Primarily, this repository originates from ad hock scripts in Python, Bash/sh, and R that I designed to accomplish tasks I've encountered during processing, plotting, statistical analysis, clustering/machine learning exploration, and database-facilitated analysis of next-generation sequencing datasets, including:
- ChIP-seq
- RNA-seq
- ChEC-seq
- MNase-seq
- SpLiT-ChEC-seq
- Differential analysis of nucleosome positions
Documentation for all the scripts will be updated (when time allows) to make them more accessible.
SEAPE and SpLiT-ChEC analysis with R (SCAR) are intended to support rigorous, reproducible, well-documented bioinformatics analysis and have been designed to help efficiently complete tasks like exploration of novel datasets for trends/extractable information or assessing relationships within/between datasets and experiment types. Current development is targeted towards:
- Characterizing chromatin organization patterns in SpLiT-ChEC-seq data
- Defining relationships between identifiable features of chromatin organization and various measurable outputs (RNA expression, protein-DNA binding site occupancy, DNA shape, proximity to functional DNA sequence features, ?)

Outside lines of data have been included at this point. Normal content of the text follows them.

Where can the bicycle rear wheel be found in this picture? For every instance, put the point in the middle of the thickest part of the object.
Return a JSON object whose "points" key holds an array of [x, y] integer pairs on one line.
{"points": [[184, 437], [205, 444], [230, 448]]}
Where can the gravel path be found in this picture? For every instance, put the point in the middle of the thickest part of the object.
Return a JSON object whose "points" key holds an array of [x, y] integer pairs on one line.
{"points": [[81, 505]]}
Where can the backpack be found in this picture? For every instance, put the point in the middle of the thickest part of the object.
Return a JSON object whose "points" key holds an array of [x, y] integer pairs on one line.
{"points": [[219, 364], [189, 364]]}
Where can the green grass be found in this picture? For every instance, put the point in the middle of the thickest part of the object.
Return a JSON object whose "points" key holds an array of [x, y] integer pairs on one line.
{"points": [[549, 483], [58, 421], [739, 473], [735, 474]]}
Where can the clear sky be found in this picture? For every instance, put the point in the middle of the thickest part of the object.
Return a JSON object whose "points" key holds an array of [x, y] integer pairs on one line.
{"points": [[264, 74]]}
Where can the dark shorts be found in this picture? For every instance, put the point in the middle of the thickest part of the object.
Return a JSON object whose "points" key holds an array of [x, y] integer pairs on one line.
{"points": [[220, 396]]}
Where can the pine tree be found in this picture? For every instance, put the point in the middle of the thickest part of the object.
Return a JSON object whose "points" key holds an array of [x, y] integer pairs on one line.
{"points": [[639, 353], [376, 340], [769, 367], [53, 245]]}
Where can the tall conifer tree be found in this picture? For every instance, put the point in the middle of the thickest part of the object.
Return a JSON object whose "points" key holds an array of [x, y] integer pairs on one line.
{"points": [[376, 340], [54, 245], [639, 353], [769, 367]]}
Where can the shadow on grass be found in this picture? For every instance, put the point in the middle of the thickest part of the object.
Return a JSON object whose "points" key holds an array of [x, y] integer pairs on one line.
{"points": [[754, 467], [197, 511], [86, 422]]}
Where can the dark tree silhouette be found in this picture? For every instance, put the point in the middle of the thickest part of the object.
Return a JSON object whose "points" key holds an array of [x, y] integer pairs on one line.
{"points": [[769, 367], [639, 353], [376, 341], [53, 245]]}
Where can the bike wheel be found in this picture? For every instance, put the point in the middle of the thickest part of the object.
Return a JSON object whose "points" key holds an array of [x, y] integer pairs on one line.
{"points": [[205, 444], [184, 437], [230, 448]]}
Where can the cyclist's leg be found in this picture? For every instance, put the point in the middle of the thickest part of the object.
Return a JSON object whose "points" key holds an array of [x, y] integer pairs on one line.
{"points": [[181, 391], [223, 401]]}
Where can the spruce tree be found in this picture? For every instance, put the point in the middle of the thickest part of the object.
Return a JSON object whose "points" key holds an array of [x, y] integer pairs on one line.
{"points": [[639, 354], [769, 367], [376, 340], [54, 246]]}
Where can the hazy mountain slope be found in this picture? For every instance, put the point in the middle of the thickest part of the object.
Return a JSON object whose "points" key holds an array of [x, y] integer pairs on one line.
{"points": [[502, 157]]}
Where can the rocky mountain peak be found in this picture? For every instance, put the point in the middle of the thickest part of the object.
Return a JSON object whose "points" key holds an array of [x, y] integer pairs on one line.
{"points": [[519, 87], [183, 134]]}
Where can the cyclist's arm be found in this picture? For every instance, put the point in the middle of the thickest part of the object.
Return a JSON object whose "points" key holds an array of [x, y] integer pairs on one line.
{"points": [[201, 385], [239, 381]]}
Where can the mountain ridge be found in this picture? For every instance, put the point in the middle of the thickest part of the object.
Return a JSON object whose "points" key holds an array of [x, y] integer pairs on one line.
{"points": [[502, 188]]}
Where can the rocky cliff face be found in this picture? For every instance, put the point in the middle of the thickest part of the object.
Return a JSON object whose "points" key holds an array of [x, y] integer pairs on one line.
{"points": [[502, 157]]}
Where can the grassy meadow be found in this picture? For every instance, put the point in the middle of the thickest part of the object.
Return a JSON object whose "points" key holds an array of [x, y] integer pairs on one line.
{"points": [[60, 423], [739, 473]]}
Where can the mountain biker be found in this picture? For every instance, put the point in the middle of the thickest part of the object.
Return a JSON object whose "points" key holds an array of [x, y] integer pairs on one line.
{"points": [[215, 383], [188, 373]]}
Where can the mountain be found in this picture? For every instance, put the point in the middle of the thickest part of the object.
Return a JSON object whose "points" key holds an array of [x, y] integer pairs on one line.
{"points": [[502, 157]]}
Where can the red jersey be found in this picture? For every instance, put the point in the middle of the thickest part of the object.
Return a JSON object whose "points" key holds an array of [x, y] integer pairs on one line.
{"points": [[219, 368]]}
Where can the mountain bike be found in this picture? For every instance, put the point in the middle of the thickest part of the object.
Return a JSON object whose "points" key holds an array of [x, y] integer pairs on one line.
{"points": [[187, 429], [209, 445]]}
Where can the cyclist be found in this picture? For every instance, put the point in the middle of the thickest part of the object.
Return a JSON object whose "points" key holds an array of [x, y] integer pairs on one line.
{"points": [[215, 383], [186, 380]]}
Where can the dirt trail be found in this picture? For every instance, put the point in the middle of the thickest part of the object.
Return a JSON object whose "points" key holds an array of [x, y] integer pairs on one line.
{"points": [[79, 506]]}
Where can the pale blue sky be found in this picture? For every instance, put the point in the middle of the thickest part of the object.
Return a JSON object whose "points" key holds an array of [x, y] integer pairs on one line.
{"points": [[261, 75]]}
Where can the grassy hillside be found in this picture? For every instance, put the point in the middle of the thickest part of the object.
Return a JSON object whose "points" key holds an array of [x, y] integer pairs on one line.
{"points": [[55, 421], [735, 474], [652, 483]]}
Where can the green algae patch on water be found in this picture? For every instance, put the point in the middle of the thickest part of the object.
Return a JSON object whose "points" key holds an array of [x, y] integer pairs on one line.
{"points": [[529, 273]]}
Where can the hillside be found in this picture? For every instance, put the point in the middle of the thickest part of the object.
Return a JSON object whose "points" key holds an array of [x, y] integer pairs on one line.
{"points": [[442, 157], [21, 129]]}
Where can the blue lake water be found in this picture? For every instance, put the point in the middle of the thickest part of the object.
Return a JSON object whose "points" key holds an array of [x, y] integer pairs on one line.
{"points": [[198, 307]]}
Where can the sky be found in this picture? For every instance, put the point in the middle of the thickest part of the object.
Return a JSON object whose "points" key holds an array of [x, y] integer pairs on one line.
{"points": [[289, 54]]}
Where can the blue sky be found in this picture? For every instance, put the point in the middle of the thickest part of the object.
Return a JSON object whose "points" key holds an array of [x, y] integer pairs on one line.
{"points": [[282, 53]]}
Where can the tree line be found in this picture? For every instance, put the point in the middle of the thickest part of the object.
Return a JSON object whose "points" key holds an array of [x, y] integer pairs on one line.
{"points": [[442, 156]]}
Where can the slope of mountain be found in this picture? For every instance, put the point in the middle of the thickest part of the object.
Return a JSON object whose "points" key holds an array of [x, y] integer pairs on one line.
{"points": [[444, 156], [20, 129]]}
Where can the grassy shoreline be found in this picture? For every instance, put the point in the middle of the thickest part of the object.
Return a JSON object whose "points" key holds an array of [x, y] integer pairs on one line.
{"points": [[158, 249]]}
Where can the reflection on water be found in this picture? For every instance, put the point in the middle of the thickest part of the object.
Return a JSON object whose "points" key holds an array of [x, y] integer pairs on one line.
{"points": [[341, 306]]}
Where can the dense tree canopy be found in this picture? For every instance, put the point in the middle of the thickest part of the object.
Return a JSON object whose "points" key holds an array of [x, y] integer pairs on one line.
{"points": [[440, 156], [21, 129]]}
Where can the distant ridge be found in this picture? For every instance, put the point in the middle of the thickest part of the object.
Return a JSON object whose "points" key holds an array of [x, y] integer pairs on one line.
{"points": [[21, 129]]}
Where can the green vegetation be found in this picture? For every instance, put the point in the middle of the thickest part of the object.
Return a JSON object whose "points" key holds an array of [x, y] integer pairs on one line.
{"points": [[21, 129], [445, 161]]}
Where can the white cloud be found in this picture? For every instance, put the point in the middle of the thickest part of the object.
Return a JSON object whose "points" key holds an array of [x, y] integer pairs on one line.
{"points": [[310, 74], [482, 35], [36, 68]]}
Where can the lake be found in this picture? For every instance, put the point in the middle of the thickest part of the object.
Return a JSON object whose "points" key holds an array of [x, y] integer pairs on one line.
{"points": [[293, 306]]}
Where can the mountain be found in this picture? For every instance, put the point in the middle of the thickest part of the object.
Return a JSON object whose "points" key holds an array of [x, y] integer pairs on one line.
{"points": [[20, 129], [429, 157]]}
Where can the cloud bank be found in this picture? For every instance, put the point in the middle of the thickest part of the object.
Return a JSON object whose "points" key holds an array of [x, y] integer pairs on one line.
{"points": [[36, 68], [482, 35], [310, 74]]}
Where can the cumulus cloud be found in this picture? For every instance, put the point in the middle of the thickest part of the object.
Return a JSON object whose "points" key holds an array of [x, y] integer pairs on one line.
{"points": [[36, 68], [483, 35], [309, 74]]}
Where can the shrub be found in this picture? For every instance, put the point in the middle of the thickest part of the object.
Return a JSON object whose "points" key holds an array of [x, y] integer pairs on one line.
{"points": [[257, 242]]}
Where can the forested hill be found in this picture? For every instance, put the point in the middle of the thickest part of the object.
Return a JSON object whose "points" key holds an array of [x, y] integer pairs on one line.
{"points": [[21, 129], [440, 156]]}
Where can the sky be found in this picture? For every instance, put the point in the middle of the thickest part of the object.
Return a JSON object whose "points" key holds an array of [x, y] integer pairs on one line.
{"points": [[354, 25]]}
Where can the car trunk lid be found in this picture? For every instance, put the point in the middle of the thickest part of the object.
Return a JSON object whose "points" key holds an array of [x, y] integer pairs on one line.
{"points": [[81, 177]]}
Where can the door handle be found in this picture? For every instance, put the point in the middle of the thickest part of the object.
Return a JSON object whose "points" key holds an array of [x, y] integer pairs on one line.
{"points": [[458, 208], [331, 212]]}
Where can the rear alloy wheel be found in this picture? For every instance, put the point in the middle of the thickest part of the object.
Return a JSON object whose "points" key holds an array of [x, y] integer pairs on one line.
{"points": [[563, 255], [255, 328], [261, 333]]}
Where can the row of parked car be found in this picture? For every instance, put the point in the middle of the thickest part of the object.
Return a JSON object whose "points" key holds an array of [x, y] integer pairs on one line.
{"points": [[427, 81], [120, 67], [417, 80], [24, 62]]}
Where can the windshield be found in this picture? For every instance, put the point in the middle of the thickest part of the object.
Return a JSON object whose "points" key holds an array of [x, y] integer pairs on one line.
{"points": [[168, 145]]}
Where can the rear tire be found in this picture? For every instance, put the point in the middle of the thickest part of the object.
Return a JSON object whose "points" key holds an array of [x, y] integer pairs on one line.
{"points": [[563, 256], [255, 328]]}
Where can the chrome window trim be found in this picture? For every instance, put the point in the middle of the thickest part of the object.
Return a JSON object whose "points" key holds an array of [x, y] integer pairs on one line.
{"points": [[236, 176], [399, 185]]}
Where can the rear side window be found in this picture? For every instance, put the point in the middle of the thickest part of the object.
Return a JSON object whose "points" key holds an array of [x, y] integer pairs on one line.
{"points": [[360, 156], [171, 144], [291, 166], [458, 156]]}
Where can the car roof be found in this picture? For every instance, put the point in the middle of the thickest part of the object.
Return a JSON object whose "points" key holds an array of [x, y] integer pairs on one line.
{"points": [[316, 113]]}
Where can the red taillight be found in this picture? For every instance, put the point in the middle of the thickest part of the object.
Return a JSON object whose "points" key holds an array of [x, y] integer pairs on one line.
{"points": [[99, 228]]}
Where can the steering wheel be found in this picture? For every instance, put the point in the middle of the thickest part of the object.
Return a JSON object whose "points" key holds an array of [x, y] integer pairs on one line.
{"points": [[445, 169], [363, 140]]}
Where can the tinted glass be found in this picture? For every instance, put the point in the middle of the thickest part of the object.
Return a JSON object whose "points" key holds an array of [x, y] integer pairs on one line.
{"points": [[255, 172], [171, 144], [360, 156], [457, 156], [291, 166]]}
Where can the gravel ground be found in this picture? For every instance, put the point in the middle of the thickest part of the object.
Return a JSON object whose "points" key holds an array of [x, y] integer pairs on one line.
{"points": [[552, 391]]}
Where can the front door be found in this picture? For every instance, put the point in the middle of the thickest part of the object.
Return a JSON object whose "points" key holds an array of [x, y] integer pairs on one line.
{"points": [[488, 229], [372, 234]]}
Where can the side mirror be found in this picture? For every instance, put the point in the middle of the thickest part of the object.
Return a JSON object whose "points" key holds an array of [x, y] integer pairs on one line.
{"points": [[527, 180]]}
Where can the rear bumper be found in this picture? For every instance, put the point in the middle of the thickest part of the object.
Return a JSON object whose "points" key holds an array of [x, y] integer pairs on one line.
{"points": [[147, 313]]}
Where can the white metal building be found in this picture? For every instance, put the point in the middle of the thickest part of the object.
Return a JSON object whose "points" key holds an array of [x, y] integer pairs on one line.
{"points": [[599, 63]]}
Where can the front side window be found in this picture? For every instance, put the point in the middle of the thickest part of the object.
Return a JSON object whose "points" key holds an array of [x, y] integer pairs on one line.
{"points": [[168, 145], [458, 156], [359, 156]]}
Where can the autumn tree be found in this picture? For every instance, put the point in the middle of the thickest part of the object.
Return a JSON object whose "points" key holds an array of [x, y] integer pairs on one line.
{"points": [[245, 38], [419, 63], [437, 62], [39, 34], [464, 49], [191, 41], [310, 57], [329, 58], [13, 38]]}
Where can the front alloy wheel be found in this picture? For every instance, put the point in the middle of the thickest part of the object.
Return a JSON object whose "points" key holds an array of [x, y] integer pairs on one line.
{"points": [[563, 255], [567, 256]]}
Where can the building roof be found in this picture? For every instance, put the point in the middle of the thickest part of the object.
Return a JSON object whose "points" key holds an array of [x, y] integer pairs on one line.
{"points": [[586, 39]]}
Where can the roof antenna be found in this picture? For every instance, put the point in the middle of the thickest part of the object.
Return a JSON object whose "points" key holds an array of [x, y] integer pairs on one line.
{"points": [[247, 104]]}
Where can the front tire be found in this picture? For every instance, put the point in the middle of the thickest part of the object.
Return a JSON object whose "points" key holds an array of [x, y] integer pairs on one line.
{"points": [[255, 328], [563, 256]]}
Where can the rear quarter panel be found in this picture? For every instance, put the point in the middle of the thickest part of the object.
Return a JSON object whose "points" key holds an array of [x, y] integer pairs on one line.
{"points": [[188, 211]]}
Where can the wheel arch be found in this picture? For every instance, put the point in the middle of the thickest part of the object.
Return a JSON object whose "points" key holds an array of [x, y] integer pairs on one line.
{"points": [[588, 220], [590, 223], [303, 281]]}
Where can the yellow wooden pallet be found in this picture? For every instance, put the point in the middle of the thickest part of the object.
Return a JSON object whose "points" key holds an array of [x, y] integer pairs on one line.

- Relating DNA sequence to protein binding information and chromatin structure using clustering, machine learning and/or deep learning techniques
Ultimately, I hope to apply skills from building SpLiT-ChEC-seq, SCAR, and SEAPE to help design, build, and implement technologies that improve or expand therapeutic and diagnostic tools tackling challenging diseases in modern society.